This Sporting Life: Viking Twilight
Empurpled by both the romance novel prose and the new Minnesota twilight, Brett Favre is still shocking. No one can get used to it, though we've been through it before, though we've been staring at him for years. The pale skin, the stubble, the cargo shorts. The never-dampened dive watch. The tattered cap. The indecision.
He is a perfect statue, carved in some unknown stone, smooth like marble, glittering like crystal.
Or maybe Crystal Light. Strawberry kiwi.
A Falcon. A Packer. A Jet. And now a Viking. There is no escaping him. Like superstition itself, he is everywhere and he is forever.
It has long since been known to the Volturi in the press box, to the Renfields in the media center, to those who bear the ancient knowledge of the forest and the darkness and the NFL conference-call dial-in number, that Favre is an immortal -- a chupacabra, a vrykolakas.
After all these years and all these lives and all these incarnations, can that inerrant fact still come as a shock to anyone? That their favorite quarterback is resolutely undead? That their hero is a blood-feeding phantasm whose role it is in history to vex and beset humanity, to steal life itself from the lesser beings -- mostly fans and offensive linemen -- who surround him?
Grant him the respect he deserves for his infernal persistence, sure, but know for whom you're rooting. Because whoever made him has unleashed a pestilence against this world.
When asked straight up about his vampirism not long ago, he texted this reply:
"Always played this game like a little kid. Always been a gunslinger. Always tried to make something happen. Always gave 110 percent. Always took it one game at a time. And always -- since before the sun first rose in the east and burned across the desert sands walked by Gog and Magog -- survived by gorging on human blood. Thought you knew that."
Whether mythology or poetry or alchemy, whether Gilgamesh or Tithonus, Dorian Gray or Ponce de Leon, the search for a happy, endurable eternity goes on. But Favre has long since found his. Like Lestat or Nosferatu, though, it comes at the terrible price of his very soul. And like Dracula or Vlad the Impaler, at the cost of some flexibility in his throwing arm.
Thus he is and remains a creature of the shadowlands, a thief of life, a monster, an abomination and a misery. His essence, at its unfathomable core, is wickedness. Still, his career QB rating is 85.4.
Forget Van Helsing or the Highlander: Favre cannot be killed. Nor will he be ignored or walled up or willed away or destroyed. Cut his head off; he'll just grow another.
There is no weapon against his vainglory, against his rank eternity, against his implacable and infinite self-regard. No sword or stake or flame can finish him, no garlic clove or silver cross or book of psalms can ward him off.
Although a quick rotation into a Cover 4 will slow him down.
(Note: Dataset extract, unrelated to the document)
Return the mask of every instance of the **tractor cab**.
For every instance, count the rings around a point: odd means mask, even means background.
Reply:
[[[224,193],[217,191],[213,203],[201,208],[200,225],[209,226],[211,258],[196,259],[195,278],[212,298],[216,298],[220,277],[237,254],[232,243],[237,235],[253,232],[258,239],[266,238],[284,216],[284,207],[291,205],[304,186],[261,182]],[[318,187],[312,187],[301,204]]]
He is, therefore, immutable. Impossible. He can neither be ended nor improved. When he looks in the mirror, he sees nothing. He will live forever, an eternal rebuke to the weakness of vanity. A permanent curse on ambition and drive and on the dreams of backup QBs everywhere. And a likely 9-7 record every season from now 'til the thunderclap of Doomsday.
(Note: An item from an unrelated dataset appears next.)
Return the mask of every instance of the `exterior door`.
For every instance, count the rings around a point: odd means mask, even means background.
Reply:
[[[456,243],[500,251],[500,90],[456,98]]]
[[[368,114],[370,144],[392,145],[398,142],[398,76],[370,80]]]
He is hunger made flesh, endless, the wanton universal glutton.
Not Octomom or Usain Bolt or the health-care debate, not Michael Vick or Rick Pitino, not an election in Afghanistan or global warming in Kyoto or a felony plea in New York City gets through to him. None of it matters. It never has. All news, any news, any story not his own is lost on him, as it has been forever, as it has been since the time of the Flood, or since the age of Cleopatra, or since the eruption of Vesuvius. Since the French Revolution. Since the debut of "Project Runway."
These things pass as if in a mist, adrift in time, out of focus and supremely unimportant to Brett Favre; this succession of human foolishness is of no use to an immortal, of no consequence to an undead thing whose only need and appetite is to drain the divine spark from others, to live by stealing life. And then not even make the playoffs.
Eventually he will see us all lapse into nothingness, us poor mortals, see every generation of us stacked like cordwood upon the one before -- pharaohs and slaves and kings and commoners and kickers and holders and coaches -- as he has seen it done from the beginning of time. And come the End of Days he will be left alone at last, the only thing with fangs and language still standing. The price of his peace no less than the end of humanity itself. And only then, at last, will the interceptions end.
He smiles at the thought.
And cries out to his teammates and the rising moon, "Dive Right, Red Tiger, Zig-22 Blast. On two."
From the preseason sidelines, dazed and disoriented, Sage Rosenfels and Tarvaris Jackson, both now twice bitten, thrice shy, look up ashen and confused from the bright red pulsing of their own blood, drained of life and opportunity, and into the fevered eyes of half a thousand suddenly ravenous sportswriters.
Favre smiles again.
And the chill of his lips is like ice.